What Risk Does Debt Bring?

Debt and other liabilities become risky for a business when it cannot easily fulfill those obligations, either with free cash flow or by raising capital at an attractive price. If things get really bad, the lenders can take control of the business. However, a more frequent (but still costly) occurrence is where a company must issue shares at bargain-basement prices, permanently diluting shareholders, just to shore up its balance sheet. Of course, debt can be an important tool in businesses, particularly capital heavy businesses. When we examine debt levels, we first consider both cash and debt levels, together.

Check out our latest analysis for LibertaLtd

What Is LibertaLtd's Net Debt?

The image below, which you can click on for greater detail, shows that at March 2024 LibertaLtd had debt of JP¥3.28b, up from JP¥2.83b in one year. However, it also had JP¥1.31b in cash, and so its net debt is JP¥1.96b.

debt-equity-history-analysis
TSE:4935 Debt to Equity History July 18th 2024

How Strong Is LibertaLtd's Balance Sheet?
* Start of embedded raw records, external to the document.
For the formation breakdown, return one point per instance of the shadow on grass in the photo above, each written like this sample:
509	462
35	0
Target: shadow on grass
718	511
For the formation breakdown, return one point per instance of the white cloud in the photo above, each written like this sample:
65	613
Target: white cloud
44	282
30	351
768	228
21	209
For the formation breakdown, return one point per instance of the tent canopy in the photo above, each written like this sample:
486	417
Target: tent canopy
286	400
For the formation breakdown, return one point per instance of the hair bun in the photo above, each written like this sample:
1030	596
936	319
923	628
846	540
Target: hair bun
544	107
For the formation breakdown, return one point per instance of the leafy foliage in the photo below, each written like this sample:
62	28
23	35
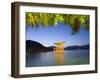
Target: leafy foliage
48	19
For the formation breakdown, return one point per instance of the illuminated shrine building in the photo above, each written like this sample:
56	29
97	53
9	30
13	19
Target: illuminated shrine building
59	47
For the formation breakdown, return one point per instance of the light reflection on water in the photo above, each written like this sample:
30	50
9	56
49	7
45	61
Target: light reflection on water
69	57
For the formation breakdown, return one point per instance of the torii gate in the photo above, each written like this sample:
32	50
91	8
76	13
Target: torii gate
59	47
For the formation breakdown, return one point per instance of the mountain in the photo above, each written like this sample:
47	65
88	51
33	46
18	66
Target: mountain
36	47
84	47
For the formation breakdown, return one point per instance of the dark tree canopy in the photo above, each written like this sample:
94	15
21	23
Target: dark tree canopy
50	19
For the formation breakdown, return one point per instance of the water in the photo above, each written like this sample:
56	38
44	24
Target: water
69	57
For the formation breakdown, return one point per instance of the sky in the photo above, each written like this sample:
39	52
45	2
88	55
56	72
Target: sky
47	36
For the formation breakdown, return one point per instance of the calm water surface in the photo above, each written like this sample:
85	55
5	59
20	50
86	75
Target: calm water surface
69	57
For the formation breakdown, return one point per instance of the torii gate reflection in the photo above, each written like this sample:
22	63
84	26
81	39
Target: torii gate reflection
59	52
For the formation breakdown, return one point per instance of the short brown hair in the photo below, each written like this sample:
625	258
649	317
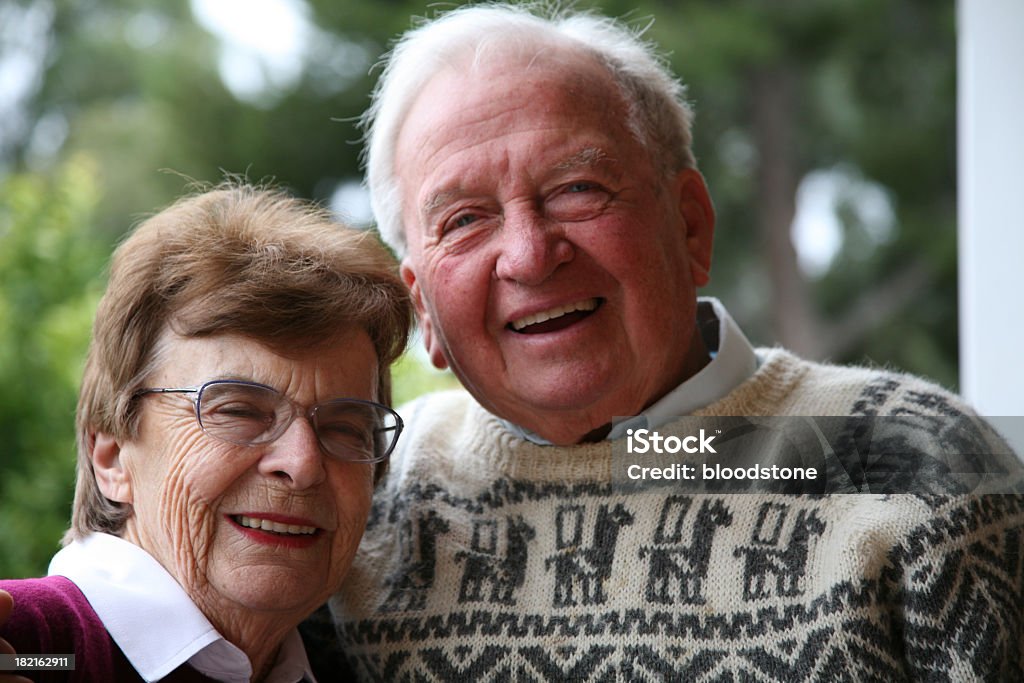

Zooming in on the latest balance sheet data, we can see that LibertaLtd had liabilities of JP¥3.49b due within 12 months and liabilities of JP¥1.62b due beyond that. Offsetting these obligations, it had cash of JP¥1.31b as well as receivables valued at JP¥1.16b due within 12 months. So it has liabilities totalling JP¥2.63b more than its cash and near-term receivables, combined.

LibertaLtd has a market capitalization of JP¥6.20b, so it could very likely raise cash to ameliorate its balance sheet, if the need arose. But we definitely want to keep our eyes open to indications that its debt is bringing too much risk.

We measure a company's debt load relative to its earnings power by looking at its net debt divided by its earnings before interest, tax, depreciation, and amortization (EBITDA) and by calculating how easily its earnings before interest and tax (EBIT) cover its interest expense (interest cover). This way, we consider both the absolute quantum of the debt, as well as the interest rates paid on it.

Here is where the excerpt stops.